Hooggerechtshof VS pakt zaken over homohuwelijk op

Het Amerikaanse Hooggerechtshof gaat zich uitspreken over het verbod op het homohuwelijk in Californië en over de federale wet DOMA, die het huwelijk definieert als zijnde tussen een man en een vrouw. Dat heeft het Hooggerechtshof vrijdag bekendgemaakt.

Het homohuwelijk is momenteel legaal in negen Amerikaanse staten: Connecticut, Iowa, Maine, Maryland, Massachusetts, New Hampshire, New York, Vermont, Washington en het district Columbia. In Maine, Maryland en Washington werd het homohuwelijk vorige maand gelegaliseerd. Daarnaast hebben 31 staten een verbod op het homohuwelijk opgenomen in hun grondwet.

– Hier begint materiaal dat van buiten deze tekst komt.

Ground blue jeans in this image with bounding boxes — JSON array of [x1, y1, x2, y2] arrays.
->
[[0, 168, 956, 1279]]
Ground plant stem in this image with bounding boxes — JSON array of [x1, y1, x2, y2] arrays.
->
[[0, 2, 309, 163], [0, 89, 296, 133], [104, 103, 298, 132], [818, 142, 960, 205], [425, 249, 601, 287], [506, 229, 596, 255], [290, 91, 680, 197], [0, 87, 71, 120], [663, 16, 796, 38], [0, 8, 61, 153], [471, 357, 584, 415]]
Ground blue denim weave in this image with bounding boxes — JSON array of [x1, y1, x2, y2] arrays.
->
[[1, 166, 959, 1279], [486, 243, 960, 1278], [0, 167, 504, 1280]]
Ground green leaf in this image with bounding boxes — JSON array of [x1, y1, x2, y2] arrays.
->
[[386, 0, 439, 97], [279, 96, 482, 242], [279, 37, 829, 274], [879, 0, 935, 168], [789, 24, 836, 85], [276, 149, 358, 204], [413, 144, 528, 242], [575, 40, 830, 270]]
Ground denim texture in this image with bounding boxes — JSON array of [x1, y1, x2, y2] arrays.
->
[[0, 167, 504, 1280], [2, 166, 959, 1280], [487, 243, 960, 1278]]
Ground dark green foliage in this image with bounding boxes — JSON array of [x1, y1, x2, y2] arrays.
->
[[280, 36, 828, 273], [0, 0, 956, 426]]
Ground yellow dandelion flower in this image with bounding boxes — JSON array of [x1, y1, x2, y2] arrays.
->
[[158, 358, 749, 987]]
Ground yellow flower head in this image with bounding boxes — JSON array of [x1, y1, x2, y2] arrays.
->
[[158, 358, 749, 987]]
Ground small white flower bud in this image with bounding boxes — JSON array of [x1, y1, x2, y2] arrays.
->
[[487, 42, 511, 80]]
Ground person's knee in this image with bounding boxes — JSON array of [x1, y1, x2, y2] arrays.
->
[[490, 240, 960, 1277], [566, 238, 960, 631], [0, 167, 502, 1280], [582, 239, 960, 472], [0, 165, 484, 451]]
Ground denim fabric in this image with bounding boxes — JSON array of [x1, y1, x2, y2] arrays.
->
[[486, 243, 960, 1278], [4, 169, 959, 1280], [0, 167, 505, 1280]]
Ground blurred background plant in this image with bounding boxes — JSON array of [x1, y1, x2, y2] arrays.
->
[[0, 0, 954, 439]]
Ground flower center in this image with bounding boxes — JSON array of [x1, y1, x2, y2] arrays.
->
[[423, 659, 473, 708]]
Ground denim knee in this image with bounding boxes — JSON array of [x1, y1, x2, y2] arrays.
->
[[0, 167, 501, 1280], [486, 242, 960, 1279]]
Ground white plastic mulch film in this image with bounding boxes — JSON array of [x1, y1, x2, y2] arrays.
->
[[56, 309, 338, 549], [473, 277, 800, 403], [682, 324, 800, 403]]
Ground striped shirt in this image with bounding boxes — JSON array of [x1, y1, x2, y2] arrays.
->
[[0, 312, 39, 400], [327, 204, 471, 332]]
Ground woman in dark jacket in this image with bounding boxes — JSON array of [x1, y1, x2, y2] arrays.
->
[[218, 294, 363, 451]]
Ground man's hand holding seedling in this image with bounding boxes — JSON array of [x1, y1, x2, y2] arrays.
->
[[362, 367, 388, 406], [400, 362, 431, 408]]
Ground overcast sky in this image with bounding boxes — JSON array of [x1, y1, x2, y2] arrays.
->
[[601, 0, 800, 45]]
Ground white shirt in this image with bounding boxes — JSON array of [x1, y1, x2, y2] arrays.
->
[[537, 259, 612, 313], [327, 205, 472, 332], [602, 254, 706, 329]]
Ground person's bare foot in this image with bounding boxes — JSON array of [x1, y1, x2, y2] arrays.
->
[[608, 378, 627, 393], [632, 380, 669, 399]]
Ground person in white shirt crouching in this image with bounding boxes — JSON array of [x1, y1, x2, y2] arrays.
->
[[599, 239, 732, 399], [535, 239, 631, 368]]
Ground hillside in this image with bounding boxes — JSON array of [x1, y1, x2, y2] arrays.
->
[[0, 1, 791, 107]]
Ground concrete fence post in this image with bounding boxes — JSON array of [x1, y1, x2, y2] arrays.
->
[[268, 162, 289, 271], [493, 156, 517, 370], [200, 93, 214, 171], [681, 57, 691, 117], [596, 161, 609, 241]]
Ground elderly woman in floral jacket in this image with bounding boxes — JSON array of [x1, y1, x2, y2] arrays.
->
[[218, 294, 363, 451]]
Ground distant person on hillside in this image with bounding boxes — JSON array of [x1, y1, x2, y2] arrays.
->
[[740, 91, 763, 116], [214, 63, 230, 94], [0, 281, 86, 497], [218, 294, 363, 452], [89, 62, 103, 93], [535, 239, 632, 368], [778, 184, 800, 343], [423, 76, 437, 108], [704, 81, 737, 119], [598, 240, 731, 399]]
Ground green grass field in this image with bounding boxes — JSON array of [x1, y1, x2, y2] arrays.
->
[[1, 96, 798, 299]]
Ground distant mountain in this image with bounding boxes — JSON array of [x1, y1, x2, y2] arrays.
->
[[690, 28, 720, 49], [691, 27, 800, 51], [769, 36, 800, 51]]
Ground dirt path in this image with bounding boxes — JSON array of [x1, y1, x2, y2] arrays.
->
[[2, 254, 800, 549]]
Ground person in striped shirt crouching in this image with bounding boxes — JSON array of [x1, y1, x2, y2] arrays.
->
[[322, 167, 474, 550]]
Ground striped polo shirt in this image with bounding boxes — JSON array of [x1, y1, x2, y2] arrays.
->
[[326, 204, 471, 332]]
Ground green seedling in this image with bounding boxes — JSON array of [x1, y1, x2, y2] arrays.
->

De rechters zeiden te zullen kijken naar een besluit van een hof van beroep in Californië, dat bepaalde dat het recht om te trouwen voor stellen van hetzelfde geslacht niet kan worden teruggenomen aangezien het hooggerechtshof van Californië dat recht eerder had bevestigd. Door de beslissing van de Californische beroepsrechter zou Proposition 8, het referendum waardoor het homohuwelijk werd verboden, worden teruggedraaid. Zolang het beroep tegen de beslissing, dat nu dus bij het Hooggerechtshof ligt, loopt wordt ze echter niet van kracht.

Bij de zaak in Californië kijkt het hof mogelijk of de garantie op gelijke bescherming onder de wet, die is vastgelegd in de Amerikaanse grondwet, betekent dat het recht om te trouwen niet alleen kan gelden voor heteroseksuele stellen. Als het hof deze beslissing neemt zou dat betekenen dat de verboden op het homohuwelijk die nu in 31 staten van kracht zijn niet rechtsgeldig zijn.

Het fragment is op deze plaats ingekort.